Computer files can take up a large amount of space on a hard drive as well as a lot of bandwidth to transmit. To save space, especially with files that are not often accessed, and bandwidth for files being transmitted, storage methods have been developed to save the data in a smaller package by compressing it in some way. In each case, a compression algorithm — a method for reducing the data size — is used. There are several popular categories and types of compression algorithm, each of which works in a different manner, and some of which have results that differ in important ways. Using various compression algorithms, it is generally possible to reduce a text file to less than half its original size; for graphics files, the results vary widely. The file that results from compression may either be a different format or an archive file, which is often used for storage, transmission, and distribution.
One way to categorize compression algorithms is by whether they use dictionary or statistical methods to compress data. The dictionary method focuses on repeatable phrases and is used in GIF images and in JAR and ZIP archives. The statistical method relies on frequency of use to make a conversion, which is done in two passes.

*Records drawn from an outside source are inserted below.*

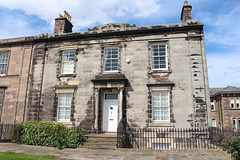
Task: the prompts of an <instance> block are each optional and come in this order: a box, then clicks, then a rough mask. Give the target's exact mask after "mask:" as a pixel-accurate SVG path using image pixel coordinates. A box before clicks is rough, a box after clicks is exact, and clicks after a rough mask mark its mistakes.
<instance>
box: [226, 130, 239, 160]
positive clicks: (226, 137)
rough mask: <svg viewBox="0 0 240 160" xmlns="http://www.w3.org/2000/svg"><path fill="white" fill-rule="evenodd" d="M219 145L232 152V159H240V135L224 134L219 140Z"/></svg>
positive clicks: (226, 149) (236, 134)
mask: <svg viewBox="0 0 240 160" xmlns="http://www.w3.org/2000/svg"><path fill="white" fill-rule="evenodd" d="M221 146H222V147H223V149H224V150H227V151H228V152H229V153H231V154H232V158H233V159H234V160H238V159H240V135H239V134H235V135H234V136H224V137H223V139H222V140H221Z"/></svg>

An example is Modified Huffman (mh), used in some fax machines.
A second way to categorize compression algorithms, and the one that non-professional programmers most often encounter is by whether they are lossless or lossy. A lossless data compression algorithm is one the compresses the data in such a way that when it is decompressed, it is exactly identical to the original file. One example of a lossless data compression algorithm is lzw (Lempel-Ziv-Welch algorithm). Developed in 1977 by Lempel and Ziv and improved in 1984 by Welch, it is used in files such as GIF, TIF, and PDF, as well as certain modems.
A lossy data compression algorithm has the capacity for reducing data to a smaller size than lossless compression, but at the cost of some of the original data. In other words, the restoration following lossy data compression does not give an identical copy of the original file. The compression algorithm is, however, designed to limit the losses so that they are not apparent to the ear or eye. Lossy compression is used in file formats such as AAC, JPEG, MPEG, and MP3.